NRMC Financial Assistance Program

Eligibility

  • Patients who do not have health insurance, Medicaid, or Medicare and whose annual family income does not exceed a set percentage of the federal poverty guidelines.
  • Patients who have insurance and whose medically-related, out-of-pocket expenses within the last twelve months exceed a set percentage of their annual family income and whose annual family income does not exceed a set percentage of the federal poverty guidelines.


Steps to Follow to Discuss Eligibility Qualifications

First, do you qualify? To view the 2021 federal poverty guidelines, click here.

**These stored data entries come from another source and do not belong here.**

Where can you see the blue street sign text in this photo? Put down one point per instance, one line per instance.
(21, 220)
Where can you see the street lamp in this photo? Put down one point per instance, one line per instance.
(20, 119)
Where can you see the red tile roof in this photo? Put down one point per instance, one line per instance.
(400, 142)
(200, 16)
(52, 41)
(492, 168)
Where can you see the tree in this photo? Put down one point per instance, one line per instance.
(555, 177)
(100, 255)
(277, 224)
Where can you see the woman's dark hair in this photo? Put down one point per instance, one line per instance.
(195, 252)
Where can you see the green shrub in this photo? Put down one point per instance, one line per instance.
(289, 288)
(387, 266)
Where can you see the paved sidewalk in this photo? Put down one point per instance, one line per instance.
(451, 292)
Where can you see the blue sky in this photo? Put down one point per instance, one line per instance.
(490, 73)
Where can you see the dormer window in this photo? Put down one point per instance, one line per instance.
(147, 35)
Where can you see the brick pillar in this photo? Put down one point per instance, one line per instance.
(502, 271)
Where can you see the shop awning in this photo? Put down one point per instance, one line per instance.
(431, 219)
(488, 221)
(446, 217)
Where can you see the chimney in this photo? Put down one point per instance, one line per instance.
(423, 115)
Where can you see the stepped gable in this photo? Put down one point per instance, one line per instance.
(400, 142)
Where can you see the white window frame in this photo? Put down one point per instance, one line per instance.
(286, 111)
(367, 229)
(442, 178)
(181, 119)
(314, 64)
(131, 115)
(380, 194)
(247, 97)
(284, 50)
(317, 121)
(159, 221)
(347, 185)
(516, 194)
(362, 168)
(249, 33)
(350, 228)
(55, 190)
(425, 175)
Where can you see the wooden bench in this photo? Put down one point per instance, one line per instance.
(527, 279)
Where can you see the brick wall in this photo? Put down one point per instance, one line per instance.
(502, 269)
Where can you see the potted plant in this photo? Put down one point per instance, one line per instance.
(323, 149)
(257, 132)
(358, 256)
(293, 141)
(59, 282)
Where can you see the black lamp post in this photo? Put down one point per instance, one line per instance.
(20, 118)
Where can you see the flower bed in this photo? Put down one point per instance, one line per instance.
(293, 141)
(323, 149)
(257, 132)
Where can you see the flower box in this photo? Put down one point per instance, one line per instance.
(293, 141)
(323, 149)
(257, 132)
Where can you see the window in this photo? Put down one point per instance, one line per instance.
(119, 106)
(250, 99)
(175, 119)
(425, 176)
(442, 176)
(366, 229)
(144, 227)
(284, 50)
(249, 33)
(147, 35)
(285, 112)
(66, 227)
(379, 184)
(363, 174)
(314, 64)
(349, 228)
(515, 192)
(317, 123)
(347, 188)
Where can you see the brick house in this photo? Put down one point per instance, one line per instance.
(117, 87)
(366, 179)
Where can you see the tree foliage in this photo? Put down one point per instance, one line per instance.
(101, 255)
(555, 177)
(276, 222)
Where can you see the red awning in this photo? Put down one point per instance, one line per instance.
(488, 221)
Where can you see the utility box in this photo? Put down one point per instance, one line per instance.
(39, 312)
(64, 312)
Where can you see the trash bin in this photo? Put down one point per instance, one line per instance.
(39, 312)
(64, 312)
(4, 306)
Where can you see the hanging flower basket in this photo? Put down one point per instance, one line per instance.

If you have questions about eligibility, Call 417-667-3355, and request the extension according to your last name:

Last names beginning with A-J: extension 1558

Last names beginning with K-Z: request extension 3694


  1. Download the NRMC Financial Assistance Application.
  2. Submit a completed financial assistance application along with the following documentation by email, fax (417) 448-3668, mail or in person at 800 S. Ash, Nevada, MO 64772:
  • Copy of most recently completed and signed income tax return. If you have not filed income tax returns, you will need a statement of earnings from the Social Security Office.
  • 3 months of bank statements for each bank account in which you are the owner.
  • Proof of past 12 months of income which includes and is not limited to:
  • Child Support
  • Social Security Income
  • Disability Income,
  • Employment Income
  • Unemployment Compensation
  • Income from parents or others
  • Wages (Latest Pay Stub)


Please note: Financial assistance applies only to treatment and services provided by NRMC. Physicians and other providers’ fees are the sole responsibility of the patient.